The main story out of last night's Kentucky primaries has been the Bluegrass State's apparent distaste for President Barack Obama.  But the really interesting results of the night were at the House level, where Rand Paul protégé Thomas Massie scored a landslide victory over his Establishment-backed opponents in the Republican primary for Kentucky's 4th District Congressional seat.
Massie, a Tea Party-backed county judge, was relatively unknown when he entered the race, but shot to the top of the field this month with endorsements from Kentucky Senator Rand Paul and Tea Party groups.
The win was a major coup for the Paul-inspired Liberty Movement, sending a strong signal to the GOP about the growing power of Ron Paul's political acolytes. In addition to Rand Paul's endorsement, Massie got a big boost from Liberty For All, a Texas-based Super PAC founded by 21-year-old Ron Paul fan John Ramsey. The group spent more than $550,000 on the race, flooding the Kentucky and Ohio media markets with ads supporting Massie and attacking his rivals.
Massie's dramatic upset is the most high-profile evidence so far that Ron Paul's plan to take over the Republican Party with so-called "Liberty" candidates might actually be working.
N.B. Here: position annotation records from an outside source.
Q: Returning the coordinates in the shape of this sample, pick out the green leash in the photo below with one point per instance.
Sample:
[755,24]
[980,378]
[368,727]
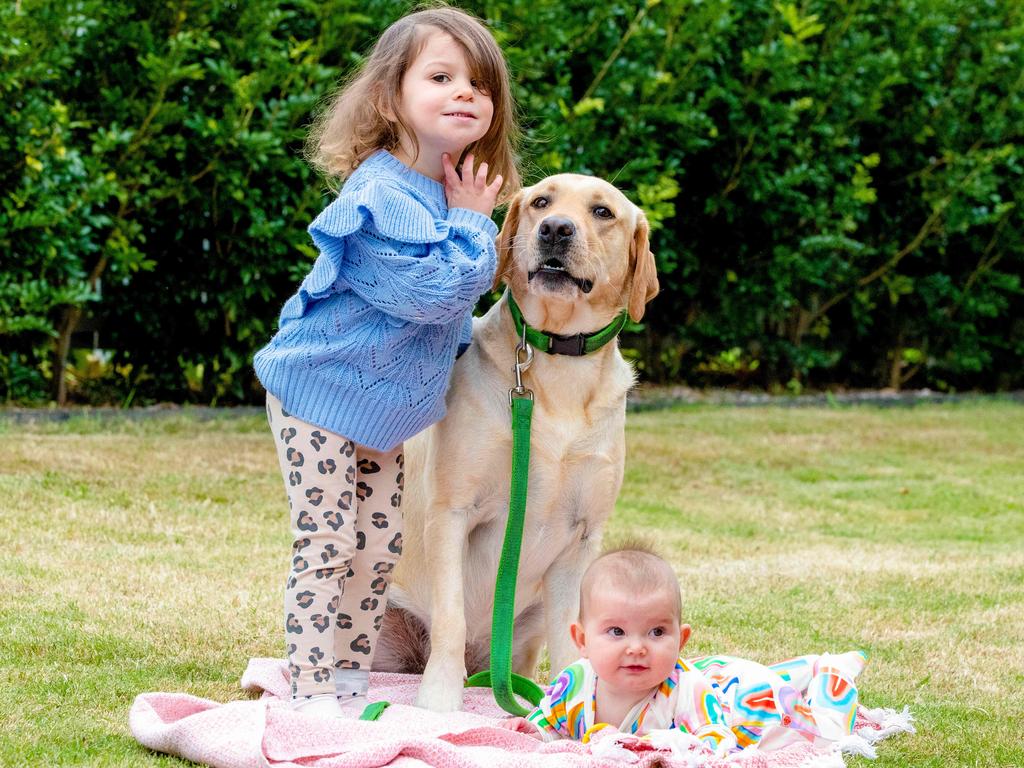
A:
[500,677]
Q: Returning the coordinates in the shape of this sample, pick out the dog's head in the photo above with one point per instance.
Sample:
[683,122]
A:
[573,251]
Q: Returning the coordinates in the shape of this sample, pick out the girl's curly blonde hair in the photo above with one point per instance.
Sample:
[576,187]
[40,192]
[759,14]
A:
[354,124]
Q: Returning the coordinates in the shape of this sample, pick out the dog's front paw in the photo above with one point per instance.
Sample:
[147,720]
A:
[440,691]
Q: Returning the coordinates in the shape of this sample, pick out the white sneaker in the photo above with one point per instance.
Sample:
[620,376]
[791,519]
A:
[322,705]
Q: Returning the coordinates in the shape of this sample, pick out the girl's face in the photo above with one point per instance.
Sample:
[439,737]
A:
[632,640]
[442,104]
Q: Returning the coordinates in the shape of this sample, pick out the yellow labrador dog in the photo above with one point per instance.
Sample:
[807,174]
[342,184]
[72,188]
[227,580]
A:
[573,254]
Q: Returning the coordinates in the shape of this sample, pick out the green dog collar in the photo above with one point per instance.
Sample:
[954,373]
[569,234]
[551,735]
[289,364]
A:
[574,346]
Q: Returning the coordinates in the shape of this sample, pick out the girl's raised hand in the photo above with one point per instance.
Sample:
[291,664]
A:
[471,189]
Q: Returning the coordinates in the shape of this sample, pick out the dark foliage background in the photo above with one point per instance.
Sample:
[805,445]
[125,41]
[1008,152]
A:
[836,187]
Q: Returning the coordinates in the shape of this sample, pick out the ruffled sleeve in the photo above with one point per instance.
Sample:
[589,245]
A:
[385,245]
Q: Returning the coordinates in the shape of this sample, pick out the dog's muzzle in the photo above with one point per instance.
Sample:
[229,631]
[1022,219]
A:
[554,237]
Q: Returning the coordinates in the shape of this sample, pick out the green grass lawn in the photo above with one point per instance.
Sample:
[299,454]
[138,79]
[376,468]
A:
[141,556]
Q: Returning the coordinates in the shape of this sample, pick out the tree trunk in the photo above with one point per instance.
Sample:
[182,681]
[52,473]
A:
[61,348]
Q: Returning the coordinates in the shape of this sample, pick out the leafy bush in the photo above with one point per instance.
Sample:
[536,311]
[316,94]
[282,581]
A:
[835,190]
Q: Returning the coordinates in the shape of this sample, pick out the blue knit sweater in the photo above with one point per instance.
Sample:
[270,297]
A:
[366,347]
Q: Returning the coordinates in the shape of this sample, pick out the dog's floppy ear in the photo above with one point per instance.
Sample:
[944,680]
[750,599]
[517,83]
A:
[643,282]
[505,240]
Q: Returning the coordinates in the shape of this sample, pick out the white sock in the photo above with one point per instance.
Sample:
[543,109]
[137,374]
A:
[350,687]
[321,705]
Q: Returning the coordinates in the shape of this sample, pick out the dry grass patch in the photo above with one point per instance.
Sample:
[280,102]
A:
[144,556]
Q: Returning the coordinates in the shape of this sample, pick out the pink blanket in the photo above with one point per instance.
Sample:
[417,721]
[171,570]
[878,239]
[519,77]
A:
[266,732]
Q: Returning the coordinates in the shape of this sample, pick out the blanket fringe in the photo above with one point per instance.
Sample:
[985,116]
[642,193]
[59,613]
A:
[889,722]
[825,760]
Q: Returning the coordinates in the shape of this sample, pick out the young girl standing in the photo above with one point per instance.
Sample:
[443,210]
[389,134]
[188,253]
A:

With the elder Paul out of the running for the Republican nomination, his youthful supporters are turning their political energy — and donations — to promoting down-ballot races and state conventions. 
"[Massie] is just the latest example of the liberty-minded, strict constitutionalist candidates that are coming out of the Liberty Movement — and that is because of Ron Paul," said Jack Hunter, the official blogger for the Ron Paul campaign. "This is exactly why Ron Paul is still running for president — and there will be more Thomas Massies." 
Hunter, who also co-wrote Rand Paul's book The Tea Party Goes To Washington, added that Massie's win also shows the growing political clout of Senator Paul, underscoring the potentially powerful alliance he is building between his father's Revolution and the Tea Party movement. 
"The story yesterday was that Rand Paul put his credibility on the line and that this was a referendum on the Tea Party — and I think that was accurate," Hunter told Business Insider. "This is as much a win for Rand Paul as it is for Thomas Massie."